How to pass LLM parameters to the Agent?

llm_cfg = { # The model name being used: 'model': 'qwen3-32b', # The model service being used: 'model_type': 'qwen_dashscope', # If 'api_key' is not set here, it will default to reading the DASHSCOPE_API_KEY environment variable: 'api_key': 'YOUR_DASHSCOPE_API_KEY',

# Using an OpenAI API compatible model service, such as vLLM or Ollama:
# 'model': 'qwen3-32b',
# 'model_server': 'http://localhost:8000/v1',  # base_url, also known as api_base
# 'api_key': 'EMPTY',

# (Optional) LLM hyperparameters:
'generate_cfg': {
    # This parameter will affect the tool-call parsing logic. Default is False:
      # Set to True: when content is `<think>this is the thought</think>this is the answer`
      # Set to False: when response consists of reasoning_content and content
    # 'thought_in_content': True,

    # tool-call template: default is nous (recommended for qwen3):
    # 'fncall_prompt_type': 'nous'

    # Maximum input length, messages will be truncated if they exceed this length, please adjust according to model API:
    # 'max_input_tokens': 58000

    # Parameters that will be passed directly to the model API, such as top_p, enable_thinking, etc., according to the API specifications:
    # 'top_p': 0.8
}

}

How to do question-answering over super-long documents involving 1M tokens?

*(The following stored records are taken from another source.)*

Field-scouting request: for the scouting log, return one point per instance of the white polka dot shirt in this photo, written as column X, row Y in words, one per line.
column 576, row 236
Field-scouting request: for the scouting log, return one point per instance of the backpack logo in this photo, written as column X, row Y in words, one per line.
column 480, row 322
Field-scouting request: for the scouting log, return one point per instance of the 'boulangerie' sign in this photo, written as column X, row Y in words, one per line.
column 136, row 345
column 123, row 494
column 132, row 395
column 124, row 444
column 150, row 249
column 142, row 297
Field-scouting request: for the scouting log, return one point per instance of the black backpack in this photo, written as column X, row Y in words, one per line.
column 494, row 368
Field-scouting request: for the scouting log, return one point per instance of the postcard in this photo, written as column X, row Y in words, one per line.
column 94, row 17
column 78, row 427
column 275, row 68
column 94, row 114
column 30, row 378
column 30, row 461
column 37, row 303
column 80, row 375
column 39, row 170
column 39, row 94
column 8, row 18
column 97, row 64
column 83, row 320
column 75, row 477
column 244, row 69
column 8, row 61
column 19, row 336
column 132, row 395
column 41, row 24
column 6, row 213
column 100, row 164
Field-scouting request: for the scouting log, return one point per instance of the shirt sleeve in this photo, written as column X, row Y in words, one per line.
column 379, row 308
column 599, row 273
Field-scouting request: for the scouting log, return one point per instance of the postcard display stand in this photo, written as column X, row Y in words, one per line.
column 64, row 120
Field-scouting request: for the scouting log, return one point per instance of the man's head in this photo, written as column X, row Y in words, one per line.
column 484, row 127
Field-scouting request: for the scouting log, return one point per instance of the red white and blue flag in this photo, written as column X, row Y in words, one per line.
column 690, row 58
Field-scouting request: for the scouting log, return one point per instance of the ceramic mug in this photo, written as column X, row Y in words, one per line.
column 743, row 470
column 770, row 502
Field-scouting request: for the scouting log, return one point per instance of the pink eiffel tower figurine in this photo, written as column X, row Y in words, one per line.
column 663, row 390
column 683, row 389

We have released a fast RAG solution, as well as an expensive but competitive agent, for doing question-answering over super-long documents. They have managed to outperform native long-context models on two challenging benchmarks while being more efficient, and perform perfectly in the single-needle "needle-in-the-haystack" pressure test involving 1M-token contexts. See the blog for technical details.

Application: BrowserQwen

BrowserQwen is a browser assistant built upon Qwen-Agent. Please refer to its documentation for details.

Disclaimer

The code interpreter is not sandboxed, and it executes code in your own environment. Please do not ask Qwen to perform dangerous tasks, and do not directly use the code interpreter for production purposes.